Today is Giving Tuesday, or as it likes to be known since it’s a child of social media, #GivingTuesday, and as a good progressive activist you’re supposed to start digging deep. But here’s the dirty secret behind all those emails and money begs…
It’s all a sham. #GivingTuesday is a product of the nonprofit industry made to put their name and cause in your mental spotlight for a brief moment, but it’s not actually about the money.
Why not? Most people don’t give any money despite the repeated emails and social media posts.
According to a new report from New York Attorney General Eric Schneiderman, “Pennies for Charity: Where Your Money Goes,” over a third of donations raised by professional fundraisers never make it to the organization. Instead, the fundraisers pocket it as payment.

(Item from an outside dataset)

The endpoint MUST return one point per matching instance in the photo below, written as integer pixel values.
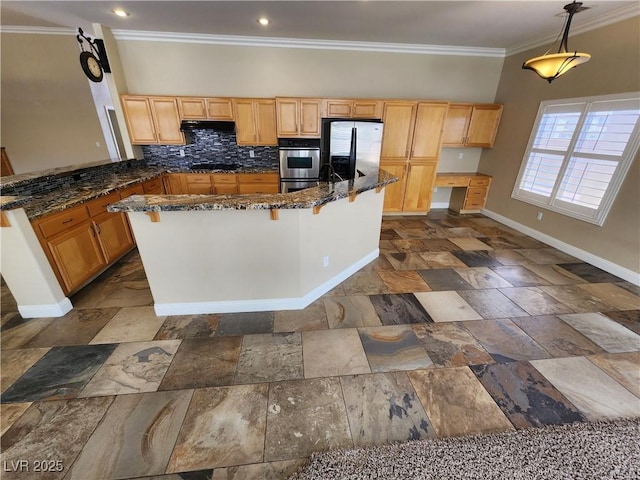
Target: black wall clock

If the organization doesn’t use professional fundraisers, the outlook isn’t that great either. Four nonprofit executive staffers from across the progressive movement spoke with me off the record since they weren’t given permission to speak to the press.
All four sources admitted that #GivingTuesday doesn’t make them much money. Donations do not pour in like they did the first year the initiative was launched and the amount raised is negligible for most established groups.
The vast bulk of money given to not-for-profits comes from corporations, foundations, and large money donors. Your $10 donation on #GivingTuesday helps, but it isn’t going to break the group if you spend it on your gas bill instead. Even progressives need electricity to charge their laptops and smartphones.
“The benefit to #GivingTuesday is in building our mailing list,” according to one source. “It’s more about name brand recognition than anything else at this point,” said another.
Nonprofit organizations generally retain about 43% of donors according to The Fundraising Effectiveness Project. The folks who throw $20 in the pot for special events like #GivingTuesday are retained at a much lower rate than those who donate more than $250. Only 18% of small money donors give again.
That means at least 57% of donors never give another penny to the organization, but the good news is that those who do donate again generally give larger amounts. And if a donor is retained with a second donation, the chance of repeat contributions goes up considerably.
It is in the organization’s best interest to get their name, mission, and emotional appeals out to their current donors than it is to get new small money donors who won’t return the following year. That’s why you get so many emails begging for money – especially if you’ve already donated before.
“First-time donors need education about your mission and cultivation to ensure further engagement with your organization,” according to fundraising coach Tina Jepson. “This takes significantly more time and resources than securing donations from current donors.”
Sure, the day is a quick money injection but in reality, it’s not even that much money. As one fundraiser said, “We’re a rather large organization. We make enough on #GivingTuesday to pay an intern for a year. That’s about it. That’s not the point.”
“We can see who opened the email about giving. We can see who has donated previously. If those two line up, we have someone to focus on for a repeat contribution. Those are the donors we want.”
Instead of picking a charity to quickly forget about, invest in one that truly interests you and become one of the repeat donors that actually benefit the organization instead of tossing them a twenty and considering yourself a philanthropist for a year.
Forget about social media hashtags and feeling better about yourself after spending scads of money on Black Friday and Cyber Monday. You don’t have that much left over in a tight economy and the orgs don’t really care. It’s not your money they want; it’s your time, your energy, and your willingness to help them again.
#GivingTuesday is a sham and doesn’t need your support. #GivingMonthly does.